POP ICON BRITNEY SPEARS performs songs from her new album, Britney Jean, for her show in Las Vegas this December. Spears excited fans by calling this album her most personal record to date, but many of the song lyrics are still superficial.
POP ICON BRITNEY SPEARS performs songs from her new album, Britney Jean, for her show in Las Vegas this December. Spears excited fans by calling this album her most personal record to date, but many of the song lyrics are still superficial.

Unfortunately, Spears’ new album Britney Jean is a letdown from her past successes. Most of the album is simply mediocre, with auto-tune and synthesized beats masking Spears’ usual bubblegum-pop style.

Britney Jean does have some promising moments, as it contains everything from danceable electronic songs to subdued love ballads. But if you seek Spears’ classic style and distinctive vocals, then most of this album will seem subpar. Already, it seems that her hopes of hitting the top charts one more time have mostly vanished.

Before Britney Jean was released, Spears stated that it would be her most personal album yet. Although a few songs have themes from Spears’ life, as is common with any artist, many of the lyrics are more shallow than introspective.

In her first albums, Spears proved to be a trendsetter. Her promiscuous style outraged critics, and her super-confident personality gave her plenty of tabloid coverage. This confidence was evident in Spears’ older albums—in Britney Jean, Spears’ style seems to be masked by efforts to keep up with popular trends. Only one song, “Work B**ch, exudes Spears’ trademark confidence—in the others, Spears sounds resigned and uninterested. It seems that Spears is no longer aiming for the top of the charts, and is instead trying to keep up with newer artists. Instead of keeping the style that made her famous, Spears has masked her personality with mediocre lyrics and copious auto-tune.
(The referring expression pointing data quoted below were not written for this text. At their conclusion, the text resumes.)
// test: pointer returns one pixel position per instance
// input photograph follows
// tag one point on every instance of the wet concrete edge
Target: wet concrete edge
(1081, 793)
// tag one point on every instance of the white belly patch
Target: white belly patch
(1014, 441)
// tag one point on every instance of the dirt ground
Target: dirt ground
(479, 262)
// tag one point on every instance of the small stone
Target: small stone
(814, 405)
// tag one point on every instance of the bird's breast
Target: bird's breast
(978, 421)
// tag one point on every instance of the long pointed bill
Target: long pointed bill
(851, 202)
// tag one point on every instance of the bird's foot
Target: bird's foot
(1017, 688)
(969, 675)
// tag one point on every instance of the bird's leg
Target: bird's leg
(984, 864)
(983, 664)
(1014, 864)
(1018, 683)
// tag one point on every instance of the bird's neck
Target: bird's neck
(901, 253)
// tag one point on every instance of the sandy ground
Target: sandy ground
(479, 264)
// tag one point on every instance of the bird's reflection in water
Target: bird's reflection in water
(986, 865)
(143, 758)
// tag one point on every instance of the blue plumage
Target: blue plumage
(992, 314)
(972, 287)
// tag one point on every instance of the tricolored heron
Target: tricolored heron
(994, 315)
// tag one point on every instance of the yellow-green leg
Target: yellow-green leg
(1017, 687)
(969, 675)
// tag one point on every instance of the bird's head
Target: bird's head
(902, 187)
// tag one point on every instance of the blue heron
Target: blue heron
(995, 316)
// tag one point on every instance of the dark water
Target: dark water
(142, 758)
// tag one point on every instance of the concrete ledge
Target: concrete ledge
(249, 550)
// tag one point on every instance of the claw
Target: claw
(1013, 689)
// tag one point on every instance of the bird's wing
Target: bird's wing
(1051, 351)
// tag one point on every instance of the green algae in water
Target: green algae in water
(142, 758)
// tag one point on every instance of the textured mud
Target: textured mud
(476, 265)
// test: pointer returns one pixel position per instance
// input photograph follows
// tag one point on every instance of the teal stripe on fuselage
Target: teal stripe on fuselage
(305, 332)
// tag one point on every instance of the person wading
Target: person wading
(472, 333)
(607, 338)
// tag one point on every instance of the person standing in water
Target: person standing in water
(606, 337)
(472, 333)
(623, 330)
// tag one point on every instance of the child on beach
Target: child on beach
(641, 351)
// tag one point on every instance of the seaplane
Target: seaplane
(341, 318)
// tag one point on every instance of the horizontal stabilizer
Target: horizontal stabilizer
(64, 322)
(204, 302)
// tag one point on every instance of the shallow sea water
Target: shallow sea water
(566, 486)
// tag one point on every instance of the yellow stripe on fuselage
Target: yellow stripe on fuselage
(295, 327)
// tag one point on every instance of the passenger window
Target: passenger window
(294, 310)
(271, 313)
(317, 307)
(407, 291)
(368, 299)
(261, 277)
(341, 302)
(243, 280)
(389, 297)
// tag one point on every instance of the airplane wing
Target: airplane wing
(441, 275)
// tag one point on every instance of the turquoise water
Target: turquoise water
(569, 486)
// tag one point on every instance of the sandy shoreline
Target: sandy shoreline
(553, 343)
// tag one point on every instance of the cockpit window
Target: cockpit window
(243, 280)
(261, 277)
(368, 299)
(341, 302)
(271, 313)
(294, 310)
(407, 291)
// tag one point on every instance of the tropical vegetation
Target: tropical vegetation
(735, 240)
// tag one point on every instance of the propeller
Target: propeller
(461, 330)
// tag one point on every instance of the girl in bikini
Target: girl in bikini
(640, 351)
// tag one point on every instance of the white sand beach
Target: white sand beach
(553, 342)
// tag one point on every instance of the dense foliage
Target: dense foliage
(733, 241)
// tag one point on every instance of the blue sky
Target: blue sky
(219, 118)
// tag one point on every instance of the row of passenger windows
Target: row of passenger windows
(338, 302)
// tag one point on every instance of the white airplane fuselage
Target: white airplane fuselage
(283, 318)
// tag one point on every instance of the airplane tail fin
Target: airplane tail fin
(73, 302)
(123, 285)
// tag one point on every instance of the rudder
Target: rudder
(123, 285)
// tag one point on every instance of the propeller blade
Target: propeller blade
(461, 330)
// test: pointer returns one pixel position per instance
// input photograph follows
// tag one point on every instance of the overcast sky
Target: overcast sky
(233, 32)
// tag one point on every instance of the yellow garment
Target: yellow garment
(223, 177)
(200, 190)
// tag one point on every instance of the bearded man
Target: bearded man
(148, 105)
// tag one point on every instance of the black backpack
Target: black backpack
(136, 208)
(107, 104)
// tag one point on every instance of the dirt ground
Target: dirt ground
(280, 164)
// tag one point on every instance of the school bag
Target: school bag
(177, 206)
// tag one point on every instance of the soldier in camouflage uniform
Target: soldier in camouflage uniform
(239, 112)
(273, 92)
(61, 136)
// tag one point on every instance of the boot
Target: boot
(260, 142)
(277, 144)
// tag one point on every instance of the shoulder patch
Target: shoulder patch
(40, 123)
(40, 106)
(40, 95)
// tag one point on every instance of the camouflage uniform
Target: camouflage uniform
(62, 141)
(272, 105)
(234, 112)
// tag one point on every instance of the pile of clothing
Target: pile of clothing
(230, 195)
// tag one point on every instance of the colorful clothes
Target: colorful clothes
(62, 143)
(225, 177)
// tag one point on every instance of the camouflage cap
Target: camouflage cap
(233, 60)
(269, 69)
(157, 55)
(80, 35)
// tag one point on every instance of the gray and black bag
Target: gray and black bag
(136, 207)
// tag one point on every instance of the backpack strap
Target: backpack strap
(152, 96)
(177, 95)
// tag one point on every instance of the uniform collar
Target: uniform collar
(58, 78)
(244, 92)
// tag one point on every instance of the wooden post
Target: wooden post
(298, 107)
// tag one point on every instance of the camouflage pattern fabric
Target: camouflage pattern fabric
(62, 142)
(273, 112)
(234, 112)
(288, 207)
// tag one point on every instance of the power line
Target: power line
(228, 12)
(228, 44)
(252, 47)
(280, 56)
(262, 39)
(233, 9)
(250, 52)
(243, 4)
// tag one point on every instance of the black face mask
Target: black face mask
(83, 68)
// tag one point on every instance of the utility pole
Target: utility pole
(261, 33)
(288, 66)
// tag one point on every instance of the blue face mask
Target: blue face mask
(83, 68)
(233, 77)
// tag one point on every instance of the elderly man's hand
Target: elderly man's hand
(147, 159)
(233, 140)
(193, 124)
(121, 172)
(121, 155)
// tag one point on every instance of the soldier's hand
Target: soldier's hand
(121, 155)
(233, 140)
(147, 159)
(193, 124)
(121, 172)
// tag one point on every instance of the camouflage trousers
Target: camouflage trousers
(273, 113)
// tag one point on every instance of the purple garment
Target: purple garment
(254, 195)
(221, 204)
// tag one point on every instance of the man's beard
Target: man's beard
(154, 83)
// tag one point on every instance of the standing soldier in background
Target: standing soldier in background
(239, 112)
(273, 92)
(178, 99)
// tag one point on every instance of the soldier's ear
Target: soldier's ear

“Chillin with You” starts out with the personal tone that Spears promised. She collaborated on it with her sister, and its lyrics are optimistic if a bit repetitive. Suddenly, the slow rhythm of the song is broken by an electronic beat and an auto-tuned voice, before reverting to the acoustic guitar melody.

Spears’ voice is auto-tuned in many of her songs, and the electronic distortions sometimes detract from the vocals. The song “It Should Be Easy,” a collaboration with will.i.am, is so synthesized that it is difficult to listen to, and Spears’ vocal talent is masked.

The non-synthesized songs stand out as some of the best on the album. “Perfume,” which tells the story of a cheating boyfriend, is a reflection of Spears’ softer side. Without too much electronic distortion, Spears effectively conveys sadness worry in her voice. The same is true in “Passenger,” another song which highlights Spears’ vocal talent over auto-tuned effects.

So far, the most popular song on Britney Jean has been “Work B**ch,” which was released as a single before the rest of the album came out. The song typifies Spears’ sexy, assertive style, and its lyrics are instantly contagious. Unlike many of the other dance songs on the album, the electronic background in “Work B**ch” doesn’t detract from Spears’ singing.

Taken as a whole, the album felt somewhat disjointed. Spears sounds authoritative in the song “Work B**ch,” emotional in “Passenger”, and innocent in “Perfume.” This circus of song styles makes it difficult to discern exactly what kind of message Spears is trying to send, or what kind of “personal” identity she is trying to show.